What do they do?
Firefighters are trained and given the knowledge and techniques needed to respond to a variety of natural and human-caused incidents. They utilize their training and equipment to prevent or reduce the loss of life, pain and suffering, environmental damage, and property destruction.
What training do they need?
The State of Oregon, through the Department of Public Safety Standards and Training (DPSST) certifies firefighters in a spectrum of proficiencies and levels.
Wildland and structural fire suppression, technical rescue, water rescue, steep angle rescue, hazardous materials response, and many other specialties.
How can I get the training I need?
NO EXPERIENCE REQUIRED to get started. North Douglas County Fire & EMS has an extensive training program through which you can be trained and certified to many of the DPSST levels and specialties. Classes and hands-on training are provided primarily in-house through our regular Tuesday training schedule. We provide the training and apply for certifications as you progress to Firefighter 1, Firefighter 2, Apparatus Operator, Haz-Mat Operations, Incident Command, Fire Ground leader, Vehicle Extrication, and other areas of proficiencies. All this training is provided at no cost to you other than your time, energy, and commitment.
How do I get started?
Pick up, complete and return an application from the office or download one from the website.

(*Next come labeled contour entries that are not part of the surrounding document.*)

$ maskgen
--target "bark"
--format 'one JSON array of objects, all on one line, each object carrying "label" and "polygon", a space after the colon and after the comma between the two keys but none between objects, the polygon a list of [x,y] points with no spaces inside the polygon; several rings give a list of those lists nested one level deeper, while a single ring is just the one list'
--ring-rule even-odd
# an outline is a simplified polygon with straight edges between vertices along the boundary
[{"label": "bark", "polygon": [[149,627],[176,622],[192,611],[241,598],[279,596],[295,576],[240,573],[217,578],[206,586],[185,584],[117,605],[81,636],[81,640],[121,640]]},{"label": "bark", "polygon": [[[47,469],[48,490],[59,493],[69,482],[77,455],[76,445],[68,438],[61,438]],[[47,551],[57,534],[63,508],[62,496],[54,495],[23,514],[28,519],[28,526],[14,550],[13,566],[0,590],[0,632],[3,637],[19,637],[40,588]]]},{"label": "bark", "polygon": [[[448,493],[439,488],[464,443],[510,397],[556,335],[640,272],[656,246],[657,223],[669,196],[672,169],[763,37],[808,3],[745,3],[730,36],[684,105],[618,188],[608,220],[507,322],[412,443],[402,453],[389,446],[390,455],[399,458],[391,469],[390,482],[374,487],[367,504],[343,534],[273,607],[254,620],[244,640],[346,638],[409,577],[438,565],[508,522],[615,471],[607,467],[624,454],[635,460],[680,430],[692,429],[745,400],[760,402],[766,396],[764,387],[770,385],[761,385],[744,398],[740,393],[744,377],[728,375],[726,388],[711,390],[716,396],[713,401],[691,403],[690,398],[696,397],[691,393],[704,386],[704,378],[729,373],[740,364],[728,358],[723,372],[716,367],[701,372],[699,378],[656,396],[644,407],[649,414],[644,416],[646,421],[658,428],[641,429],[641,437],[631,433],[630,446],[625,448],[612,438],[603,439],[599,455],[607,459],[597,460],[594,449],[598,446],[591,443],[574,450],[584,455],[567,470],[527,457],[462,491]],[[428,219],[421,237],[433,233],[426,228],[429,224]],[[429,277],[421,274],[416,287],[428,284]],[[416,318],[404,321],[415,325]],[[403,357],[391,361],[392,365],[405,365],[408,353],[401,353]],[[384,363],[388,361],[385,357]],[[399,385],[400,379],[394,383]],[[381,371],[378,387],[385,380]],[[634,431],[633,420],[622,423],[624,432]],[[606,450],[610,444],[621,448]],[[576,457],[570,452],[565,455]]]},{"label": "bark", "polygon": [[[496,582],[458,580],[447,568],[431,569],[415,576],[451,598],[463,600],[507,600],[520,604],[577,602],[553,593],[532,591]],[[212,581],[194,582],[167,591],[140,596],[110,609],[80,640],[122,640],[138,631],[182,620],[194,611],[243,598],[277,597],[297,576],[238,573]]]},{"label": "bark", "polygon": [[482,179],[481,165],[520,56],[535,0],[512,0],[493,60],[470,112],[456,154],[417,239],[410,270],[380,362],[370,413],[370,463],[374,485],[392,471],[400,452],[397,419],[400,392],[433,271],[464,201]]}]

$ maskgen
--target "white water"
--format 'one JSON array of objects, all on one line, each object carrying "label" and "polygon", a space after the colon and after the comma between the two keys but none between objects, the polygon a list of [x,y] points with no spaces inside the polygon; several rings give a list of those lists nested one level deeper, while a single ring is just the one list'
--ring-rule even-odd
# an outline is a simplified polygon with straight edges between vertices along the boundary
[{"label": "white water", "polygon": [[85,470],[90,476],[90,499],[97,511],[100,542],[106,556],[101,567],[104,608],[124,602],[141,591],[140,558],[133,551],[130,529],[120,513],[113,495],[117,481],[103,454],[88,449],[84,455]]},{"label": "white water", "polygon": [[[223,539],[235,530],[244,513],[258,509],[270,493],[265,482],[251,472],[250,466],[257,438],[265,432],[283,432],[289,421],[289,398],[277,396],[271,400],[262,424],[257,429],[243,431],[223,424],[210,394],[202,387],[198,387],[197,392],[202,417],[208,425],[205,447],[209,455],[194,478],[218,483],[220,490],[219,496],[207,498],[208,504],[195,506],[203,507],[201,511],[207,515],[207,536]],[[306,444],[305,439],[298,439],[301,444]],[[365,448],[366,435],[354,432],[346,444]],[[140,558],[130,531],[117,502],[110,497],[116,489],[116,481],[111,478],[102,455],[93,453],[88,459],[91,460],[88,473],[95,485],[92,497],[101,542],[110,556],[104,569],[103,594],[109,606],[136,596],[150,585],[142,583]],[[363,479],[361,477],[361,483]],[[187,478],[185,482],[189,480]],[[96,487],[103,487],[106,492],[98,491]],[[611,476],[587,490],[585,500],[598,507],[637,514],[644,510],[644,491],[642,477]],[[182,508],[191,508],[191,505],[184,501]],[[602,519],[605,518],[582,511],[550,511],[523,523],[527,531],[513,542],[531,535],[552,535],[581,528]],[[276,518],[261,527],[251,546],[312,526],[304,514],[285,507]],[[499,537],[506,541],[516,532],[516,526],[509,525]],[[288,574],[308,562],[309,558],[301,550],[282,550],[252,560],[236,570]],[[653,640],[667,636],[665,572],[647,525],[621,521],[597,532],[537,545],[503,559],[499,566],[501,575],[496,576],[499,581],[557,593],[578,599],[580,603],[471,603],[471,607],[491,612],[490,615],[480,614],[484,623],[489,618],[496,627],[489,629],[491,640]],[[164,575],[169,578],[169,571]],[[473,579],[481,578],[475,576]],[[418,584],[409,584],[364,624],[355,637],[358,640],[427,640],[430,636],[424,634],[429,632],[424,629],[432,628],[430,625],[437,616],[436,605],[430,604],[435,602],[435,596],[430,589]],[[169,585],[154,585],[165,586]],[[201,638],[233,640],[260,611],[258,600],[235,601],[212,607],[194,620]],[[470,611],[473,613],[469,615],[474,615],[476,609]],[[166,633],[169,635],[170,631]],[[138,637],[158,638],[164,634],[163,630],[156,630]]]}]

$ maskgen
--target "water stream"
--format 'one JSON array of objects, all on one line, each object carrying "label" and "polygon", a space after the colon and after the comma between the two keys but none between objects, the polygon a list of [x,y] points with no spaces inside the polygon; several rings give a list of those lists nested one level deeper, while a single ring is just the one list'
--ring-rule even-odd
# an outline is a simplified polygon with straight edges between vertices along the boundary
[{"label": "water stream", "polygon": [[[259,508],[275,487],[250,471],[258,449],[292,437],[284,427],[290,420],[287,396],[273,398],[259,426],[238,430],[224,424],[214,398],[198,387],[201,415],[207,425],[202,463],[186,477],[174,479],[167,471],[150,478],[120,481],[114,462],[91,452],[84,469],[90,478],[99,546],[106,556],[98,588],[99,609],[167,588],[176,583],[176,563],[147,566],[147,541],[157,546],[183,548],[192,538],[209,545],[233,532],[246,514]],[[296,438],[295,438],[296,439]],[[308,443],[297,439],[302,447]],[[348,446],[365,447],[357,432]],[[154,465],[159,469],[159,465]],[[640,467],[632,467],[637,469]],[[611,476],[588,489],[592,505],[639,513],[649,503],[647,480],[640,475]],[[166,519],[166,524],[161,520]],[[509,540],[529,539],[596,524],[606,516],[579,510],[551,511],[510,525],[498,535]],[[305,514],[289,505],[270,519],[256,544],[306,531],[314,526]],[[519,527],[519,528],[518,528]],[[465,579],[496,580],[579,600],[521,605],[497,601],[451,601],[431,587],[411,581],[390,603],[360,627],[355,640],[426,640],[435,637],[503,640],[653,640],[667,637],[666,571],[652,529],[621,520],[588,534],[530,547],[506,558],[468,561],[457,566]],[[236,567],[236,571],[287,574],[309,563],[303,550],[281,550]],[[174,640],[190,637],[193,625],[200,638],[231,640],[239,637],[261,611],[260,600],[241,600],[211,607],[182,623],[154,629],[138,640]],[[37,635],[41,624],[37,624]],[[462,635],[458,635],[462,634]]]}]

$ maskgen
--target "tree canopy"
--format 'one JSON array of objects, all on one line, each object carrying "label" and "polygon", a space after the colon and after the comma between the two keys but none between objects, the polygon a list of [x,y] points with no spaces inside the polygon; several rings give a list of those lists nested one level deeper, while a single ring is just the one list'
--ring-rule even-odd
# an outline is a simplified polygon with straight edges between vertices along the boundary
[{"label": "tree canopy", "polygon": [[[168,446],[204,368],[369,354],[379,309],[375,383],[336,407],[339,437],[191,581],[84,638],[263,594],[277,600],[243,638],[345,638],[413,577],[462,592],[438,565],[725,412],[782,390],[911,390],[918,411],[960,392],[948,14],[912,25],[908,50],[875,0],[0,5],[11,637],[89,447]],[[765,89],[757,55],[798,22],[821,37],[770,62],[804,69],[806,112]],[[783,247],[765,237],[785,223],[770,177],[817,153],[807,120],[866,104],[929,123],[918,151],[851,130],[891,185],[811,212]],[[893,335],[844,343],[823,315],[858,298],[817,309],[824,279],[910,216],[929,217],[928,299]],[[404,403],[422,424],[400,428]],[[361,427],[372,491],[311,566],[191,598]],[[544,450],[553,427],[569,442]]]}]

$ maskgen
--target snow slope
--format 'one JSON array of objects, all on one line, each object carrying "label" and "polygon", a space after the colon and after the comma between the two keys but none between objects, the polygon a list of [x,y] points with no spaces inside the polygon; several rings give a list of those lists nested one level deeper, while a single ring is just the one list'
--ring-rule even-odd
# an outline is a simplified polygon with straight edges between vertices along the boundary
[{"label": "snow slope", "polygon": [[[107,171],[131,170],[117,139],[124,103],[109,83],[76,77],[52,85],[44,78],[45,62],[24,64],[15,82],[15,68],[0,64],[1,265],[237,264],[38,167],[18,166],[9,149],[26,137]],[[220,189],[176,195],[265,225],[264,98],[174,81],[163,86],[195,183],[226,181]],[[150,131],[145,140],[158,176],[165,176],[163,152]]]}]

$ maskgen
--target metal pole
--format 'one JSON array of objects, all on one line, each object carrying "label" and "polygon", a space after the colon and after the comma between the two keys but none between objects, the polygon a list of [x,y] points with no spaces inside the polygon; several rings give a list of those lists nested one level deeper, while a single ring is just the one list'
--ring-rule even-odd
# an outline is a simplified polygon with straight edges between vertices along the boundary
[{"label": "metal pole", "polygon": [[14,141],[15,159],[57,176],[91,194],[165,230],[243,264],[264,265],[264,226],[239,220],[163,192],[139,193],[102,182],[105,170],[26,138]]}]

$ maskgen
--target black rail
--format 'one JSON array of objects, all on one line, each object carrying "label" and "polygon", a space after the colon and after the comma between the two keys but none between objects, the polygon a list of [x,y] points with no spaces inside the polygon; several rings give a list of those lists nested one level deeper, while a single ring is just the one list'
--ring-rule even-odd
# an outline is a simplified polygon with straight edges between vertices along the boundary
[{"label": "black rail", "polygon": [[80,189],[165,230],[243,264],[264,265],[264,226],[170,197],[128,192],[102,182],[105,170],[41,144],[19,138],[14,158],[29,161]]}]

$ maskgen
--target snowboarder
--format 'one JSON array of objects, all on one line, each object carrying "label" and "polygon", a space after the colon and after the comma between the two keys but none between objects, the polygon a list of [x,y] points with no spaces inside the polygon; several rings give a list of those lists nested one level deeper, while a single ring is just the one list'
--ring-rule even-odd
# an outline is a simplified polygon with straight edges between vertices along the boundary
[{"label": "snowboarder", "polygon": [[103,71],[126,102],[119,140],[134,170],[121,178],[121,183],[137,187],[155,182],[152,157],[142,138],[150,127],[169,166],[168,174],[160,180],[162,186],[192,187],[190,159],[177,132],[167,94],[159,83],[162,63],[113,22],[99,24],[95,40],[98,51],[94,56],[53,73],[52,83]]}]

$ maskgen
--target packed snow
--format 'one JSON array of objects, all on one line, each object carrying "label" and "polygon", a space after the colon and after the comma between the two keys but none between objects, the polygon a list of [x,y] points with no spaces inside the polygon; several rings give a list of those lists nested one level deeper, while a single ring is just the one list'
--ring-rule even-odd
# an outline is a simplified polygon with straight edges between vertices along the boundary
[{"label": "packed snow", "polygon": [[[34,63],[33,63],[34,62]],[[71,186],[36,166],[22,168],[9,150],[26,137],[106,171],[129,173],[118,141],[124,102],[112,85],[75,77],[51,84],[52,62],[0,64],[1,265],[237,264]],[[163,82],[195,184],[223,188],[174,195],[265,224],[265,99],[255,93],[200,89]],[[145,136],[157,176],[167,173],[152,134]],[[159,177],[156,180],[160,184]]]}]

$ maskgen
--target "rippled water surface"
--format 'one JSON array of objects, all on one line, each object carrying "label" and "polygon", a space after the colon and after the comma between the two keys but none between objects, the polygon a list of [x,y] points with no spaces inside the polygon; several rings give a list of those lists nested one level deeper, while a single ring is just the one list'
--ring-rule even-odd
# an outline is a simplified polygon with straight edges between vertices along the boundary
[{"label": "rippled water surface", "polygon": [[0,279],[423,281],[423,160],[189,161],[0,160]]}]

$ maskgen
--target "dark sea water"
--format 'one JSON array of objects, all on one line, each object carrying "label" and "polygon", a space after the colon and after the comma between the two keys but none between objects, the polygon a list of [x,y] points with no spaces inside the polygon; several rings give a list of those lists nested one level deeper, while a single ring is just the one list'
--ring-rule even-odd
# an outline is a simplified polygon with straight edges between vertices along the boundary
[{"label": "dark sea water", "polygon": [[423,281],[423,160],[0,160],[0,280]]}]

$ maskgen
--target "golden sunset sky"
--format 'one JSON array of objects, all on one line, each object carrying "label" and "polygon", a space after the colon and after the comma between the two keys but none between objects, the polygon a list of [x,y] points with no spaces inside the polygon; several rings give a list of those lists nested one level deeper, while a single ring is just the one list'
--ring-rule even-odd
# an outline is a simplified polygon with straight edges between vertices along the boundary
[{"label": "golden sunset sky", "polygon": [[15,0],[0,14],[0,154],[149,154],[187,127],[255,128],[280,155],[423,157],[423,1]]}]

Start your on-going training and skills development with us.
Many firefighters are living the childhood dream of being a REAL firefighter. Some do it as a way to start a professional career. Others that have achieved that career, do it as a way to give back to the community and agency that helped them get started. Some take pride in sharing the knowledge and skills they have acquired in challenging circumstances. Many simply enjoy the professionalism shared by these fine individuals. All are members of a special and highly appreciated group in their community.
Why not do it, or why shouldn’t I?
You will be challenged to learn new skills and information. You will be asked to spend time away from family and other pursuits. You will be called on to respond from your warm bed or dinner table. You will go out into the dark and stormy night. You will go into places most others fear to tread. You will witness members of your community on their worst day and they will look to you for help that may not be enough to make it ALL better.
Why do they do it, or why should I?
It’s not for everyone, but for those who can see themselves in this role, and can set their sights on getting there. The rewards can be many and the opportunity to serve unmatched. Think about the possibility that you or your neighbor’s home is on fire. Who will come to help? How long must we wait? Will they have the education, training, and experience to do the right thing? What has been done to assure they are available? In a small rural community such as ours, the financial resources are simply not available to hire the dozens of full-time firefighters that would be necessary to staff around the clock 24/7/365 multiple engine crews to respond to unscheduled events at a moment’s notice. Therefore volunteers fill this need to a great degree. Many of our firefighters do what they do simply because their community needs it.